Remoção e substituição
Assim, a opção foi começar, nas quatro cidades em que se detectou a Cydia, um trabalho de remoção e substituição de plantas hospedeiras (como macieira, pereira, marmeleiro, nogueira europeia, pessegueiro, ameixeira e nectarineira). Os proprietários dessas, ao concordarem em participar do Programa, recebiam, em troca das plantas removidas, o mesmo número de plantas de espécies não-hospedeiras (como kiwizeiro, videira, citros e espécimes de frutas nativas – pitanga, guabiroba e goiaba.
Foram substituídas mais de cem mil plantas nas áreas urbanas dos quatro municípios, aponta o coordenador-técnico do Programa de Erradicação. O ápice das trocas foi entre julho de 2002 e 2010, mas ainda hoje elas ocorrem, em pequenos volumes, diz Kovaleski.
Ele assinala que as remoções/substituições eram direcionadas aos pontos geográficos em que eram identificados os focos da mariposa. “Os pomares comerciais também fazem monitoramento, apesar de nunca terem sido capturados exemplares do inseto nessas áreas”, acrescenta o pesquisador.
Acima, danos externos causados pela entrada e saída da lagarta.
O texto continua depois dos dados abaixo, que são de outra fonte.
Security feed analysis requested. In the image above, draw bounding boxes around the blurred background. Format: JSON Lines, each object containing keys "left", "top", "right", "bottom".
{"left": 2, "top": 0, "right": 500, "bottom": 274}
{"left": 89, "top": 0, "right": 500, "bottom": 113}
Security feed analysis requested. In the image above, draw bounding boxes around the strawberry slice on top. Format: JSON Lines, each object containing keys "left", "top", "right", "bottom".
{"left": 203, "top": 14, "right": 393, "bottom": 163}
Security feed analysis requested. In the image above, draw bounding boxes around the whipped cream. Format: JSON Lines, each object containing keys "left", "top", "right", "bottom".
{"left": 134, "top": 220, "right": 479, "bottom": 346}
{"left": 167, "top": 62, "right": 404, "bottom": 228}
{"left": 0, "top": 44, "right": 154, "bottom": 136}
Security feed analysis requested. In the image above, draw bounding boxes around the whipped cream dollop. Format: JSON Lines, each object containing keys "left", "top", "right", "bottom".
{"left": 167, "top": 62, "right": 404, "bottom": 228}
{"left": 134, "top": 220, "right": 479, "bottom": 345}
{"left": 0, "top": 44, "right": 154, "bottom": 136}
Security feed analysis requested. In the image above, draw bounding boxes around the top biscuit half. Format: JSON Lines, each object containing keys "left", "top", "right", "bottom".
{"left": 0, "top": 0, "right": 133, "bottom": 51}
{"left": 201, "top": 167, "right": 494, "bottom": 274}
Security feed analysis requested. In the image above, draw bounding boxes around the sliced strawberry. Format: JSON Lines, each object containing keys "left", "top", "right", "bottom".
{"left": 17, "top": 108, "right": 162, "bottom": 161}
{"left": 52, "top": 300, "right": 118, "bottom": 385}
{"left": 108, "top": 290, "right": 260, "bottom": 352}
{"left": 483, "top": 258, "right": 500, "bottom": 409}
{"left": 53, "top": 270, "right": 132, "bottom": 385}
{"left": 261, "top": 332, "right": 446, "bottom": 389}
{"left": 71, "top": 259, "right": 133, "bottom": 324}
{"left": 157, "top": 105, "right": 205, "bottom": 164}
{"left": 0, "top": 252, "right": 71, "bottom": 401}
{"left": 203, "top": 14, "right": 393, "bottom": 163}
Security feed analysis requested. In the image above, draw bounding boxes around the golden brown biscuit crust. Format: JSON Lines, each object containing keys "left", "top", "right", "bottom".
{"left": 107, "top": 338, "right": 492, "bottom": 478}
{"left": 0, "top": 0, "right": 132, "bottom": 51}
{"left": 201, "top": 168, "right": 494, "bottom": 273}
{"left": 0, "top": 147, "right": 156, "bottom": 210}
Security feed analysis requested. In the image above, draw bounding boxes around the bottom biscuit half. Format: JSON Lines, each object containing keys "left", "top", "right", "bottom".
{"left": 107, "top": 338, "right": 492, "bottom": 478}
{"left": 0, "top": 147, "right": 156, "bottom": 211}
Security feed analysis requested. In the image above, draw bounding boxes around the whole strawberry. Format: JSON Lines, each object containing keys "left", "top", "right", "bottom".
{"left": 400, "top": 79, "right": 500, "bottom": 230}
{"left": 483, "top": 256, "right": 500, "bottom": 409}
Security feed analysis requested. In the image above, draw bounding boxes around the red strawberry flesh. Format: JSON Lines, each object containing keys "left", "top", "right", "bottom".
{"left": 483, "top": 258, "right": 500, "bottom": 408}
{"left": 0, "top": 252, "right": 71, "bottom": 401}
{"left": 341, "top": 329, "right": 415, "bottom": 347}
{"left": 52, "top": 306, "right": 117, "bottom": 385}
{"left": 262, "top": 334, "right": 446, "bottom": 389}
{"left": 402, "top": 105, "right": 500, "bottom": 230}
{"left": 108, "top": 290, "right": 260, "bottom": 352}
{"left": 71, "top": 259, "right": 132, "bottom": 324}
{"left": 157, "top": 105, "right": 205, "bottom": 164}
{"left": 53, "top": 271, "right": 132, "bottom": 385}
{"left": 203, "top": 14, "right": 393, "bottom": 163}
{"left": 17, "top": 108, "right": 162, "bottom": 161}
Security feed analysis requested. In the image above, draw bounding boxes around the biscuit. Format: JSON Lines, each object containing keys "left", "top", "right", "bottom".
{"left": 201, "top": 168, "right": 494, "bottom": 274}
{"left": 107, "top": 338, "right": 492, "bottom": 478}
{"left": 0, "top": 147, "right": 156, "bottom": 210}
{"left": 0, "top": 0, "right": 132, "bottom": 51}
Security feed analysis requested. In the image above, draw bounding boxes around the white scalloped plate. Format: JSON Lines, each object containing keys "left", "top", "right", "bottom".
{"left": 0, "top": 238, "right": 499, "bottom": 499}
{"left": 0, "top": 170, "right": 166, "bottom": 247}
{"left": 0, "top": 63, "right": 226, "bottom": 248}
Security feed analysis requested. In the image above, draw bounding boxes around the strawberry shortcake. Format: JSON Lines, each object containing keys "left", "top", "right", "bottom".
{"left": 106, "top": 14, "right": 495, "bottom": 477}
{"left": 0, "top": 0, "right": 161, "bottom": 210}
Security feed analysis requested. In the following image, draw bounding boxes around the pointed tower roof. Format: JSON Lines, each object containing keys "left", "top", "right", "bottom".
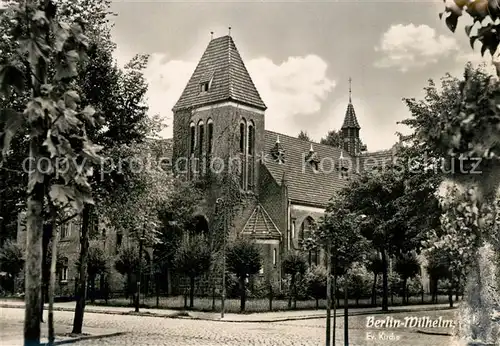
{"left": 341, "top": 77, "right": 360, "bottom": 129}
{"left": 173, "top": 35, "right": 267, "bottom": 111}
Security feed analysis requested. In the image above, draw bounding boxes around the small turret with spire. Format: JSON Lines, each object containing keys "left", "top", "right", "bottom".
{"left": 341, "top": 77, "right": 362, "bottom": 156}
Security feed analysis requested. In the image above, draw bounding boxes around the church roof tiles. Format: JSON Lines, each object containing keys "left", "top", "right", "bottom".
{"left": 173, "top": 35, "right": 266, "bottom": 111}
{"left": 263, "top": 131, "right": 352, "bottom": 208}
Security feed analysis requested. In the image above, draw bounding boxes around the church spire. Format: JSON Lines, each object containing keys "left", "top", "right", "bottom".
{"left": 341, "top": 77, "right": 361, "bottom": 156}
{"left": 348, "top": 76, "right": 352, "bottom": 104}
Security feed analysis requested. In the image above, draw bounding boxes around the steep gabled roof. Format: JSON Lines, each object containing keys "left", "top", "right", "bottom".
{"left": 173, "top": 35, "right": 266, "bottom": 111}
{"left": 241, "top": 204, "right": 281, "bottom": 240}
{"left": 341, "top": 102, "right": 360, "bottom": 129}
{"left": 262, "top": 131, "right": 353, "bottom": 207}
{"left": 361, "top": 149, "right": 394, "bottom": 171}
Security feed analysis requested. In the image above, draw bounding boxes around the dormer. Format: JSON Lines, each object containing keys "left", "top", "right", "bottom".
{"left": 305, "top": 143, "right": 320, "bottom": 172}
{"left": 199, "top": 70, "right": 214, "bottom": 93}
{"left": 270, "top": 135, "right": 285, "bottom": 164}
{"left": 336, "top": 149, "right": 350, "bottom": 178}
Abaixo, dano interno, na região das sementes – Fotos: Adalécio Kovaleski / Embrapa Uva e Vinho
Ação exitosa
A amplitude da exitosa ação de troca foi destacada pelo coordenador-técnico do Programa de Erradicação quando do recebimento da homenagem prestada pela ABPM. “É preciso agradecer às comunidades de Vacaria, Caxias do Sul, Bom Jesus e Lages, pois elas participaram diretamente do Programa, ao aceitarem que as equipes de trabalho entrassem nos quintais de suas casas, para remover as plantas hospedeiras”, ressaltou Kovaleski.
“Registro zero”
No mesmo sentido, para ele, o ‘registro zero’ havido neste ano é “uma conquista feita a várias mãos; muitas organizações estiveram e estão envolvidas nessa vitória, que é histórica para o Brasil e para o mundo”.
O pesquisador elogiou, ainda, a ampla participação da própria Associação Brasileira dos Produtores de Maçã no Programa: “O sucesso foi possível graças à tecnificação do setor, a união e à motivação de todos, desde o estabelecimento do Programa de Erradicação”.
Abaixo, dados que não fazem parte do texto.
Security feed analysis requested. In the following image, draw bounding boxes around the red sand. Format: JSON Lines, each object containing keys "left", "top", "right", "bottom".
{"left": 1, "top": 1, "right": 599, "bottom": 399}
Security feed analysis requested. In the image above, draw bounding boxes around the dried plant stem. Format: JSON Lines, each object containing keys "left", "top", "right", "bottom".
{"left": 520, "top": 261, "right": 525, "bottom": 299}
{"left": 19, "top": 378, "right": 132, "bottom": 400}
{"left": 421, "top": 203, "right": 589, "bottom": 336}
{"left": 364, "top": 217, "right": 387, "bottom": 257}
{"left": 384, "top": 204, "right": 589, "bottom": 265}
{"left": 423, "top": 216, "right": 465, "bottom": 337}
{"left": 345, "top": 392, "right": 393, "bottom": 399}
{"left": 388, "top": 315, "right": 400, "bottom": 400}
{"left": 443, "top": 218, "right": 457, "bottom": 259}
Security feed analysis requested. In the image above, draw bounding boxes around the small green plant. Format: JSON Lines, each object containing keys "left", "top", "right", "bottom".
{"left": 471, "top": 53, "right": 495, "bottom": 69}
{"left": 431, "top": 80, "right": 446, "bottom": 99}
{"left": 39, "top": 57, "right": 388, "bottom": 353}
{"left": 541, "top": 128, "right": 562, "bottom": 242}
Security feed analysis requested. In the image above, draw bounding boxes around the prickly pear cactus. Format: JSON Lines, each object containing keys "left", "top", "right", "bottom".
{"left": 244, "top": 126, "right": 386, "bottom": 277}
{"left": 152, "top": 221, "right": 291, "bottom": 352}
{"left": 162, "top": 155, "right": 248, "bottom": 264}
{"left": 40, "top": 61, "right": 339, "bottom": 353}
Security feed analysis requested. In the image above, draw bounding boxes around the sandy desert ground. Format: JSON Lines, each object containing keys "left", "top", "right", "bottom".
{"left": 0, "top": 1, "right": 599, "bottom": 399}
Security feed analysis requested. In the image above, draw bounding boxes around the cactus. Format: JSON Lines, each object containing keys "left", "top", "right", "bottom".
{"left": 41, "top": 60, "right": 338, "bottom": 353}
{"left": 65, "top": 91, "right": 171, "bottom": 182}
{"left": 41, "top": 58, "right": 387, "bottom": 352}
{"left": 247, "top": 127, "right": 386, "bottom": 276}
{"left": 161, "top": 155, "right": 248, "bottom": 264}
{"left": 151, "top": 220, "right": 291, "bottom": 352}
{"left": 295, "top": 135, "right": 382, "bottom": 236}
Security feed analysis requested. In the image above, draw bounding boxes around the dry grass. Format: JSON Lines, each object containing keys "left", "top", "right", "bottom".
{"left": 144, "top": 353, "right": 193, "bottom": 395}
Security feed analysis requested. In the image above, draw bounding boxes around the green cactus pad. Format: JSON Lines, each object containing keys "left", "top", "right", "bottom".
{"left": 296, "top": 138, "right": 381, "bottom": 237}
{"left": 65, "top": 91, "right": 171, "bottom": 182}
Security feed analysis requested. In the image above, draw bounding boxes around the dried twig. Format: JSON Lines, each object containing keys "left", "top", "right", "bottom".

A proximidade de erradicação da Cydia implica na necessidade de o grupo continuar unido, reforçando o trabalho nas fronteiras, para que não haja novas introduções, enfatiza Kovaleski. “A partir da erradicação da Cydia pomonella, o Brasil demonstra competência técnico-científica”, diz ele.
Cadeia produtiva
A eliminação, ressalta o pesquisador, significa economia para a cadeia produtiva, pela menor aplicação de pesticidas, e, portanto, maior preservação do ambiente e da saúde do aplicador e do consumidor, além de uma maior competitividade no mercado internacional, pela redução de resíduos de pesticidas e, principalmente, pela ausência de uma praga de importância econômica.
Agora, outro grande desafio se apresenta para a pesquisa e para a cadeia produtiva da maçã é o enfrentamento à praga da mosca-das-frutas Anastrepha fraterculus”, antecipa Kovaleski.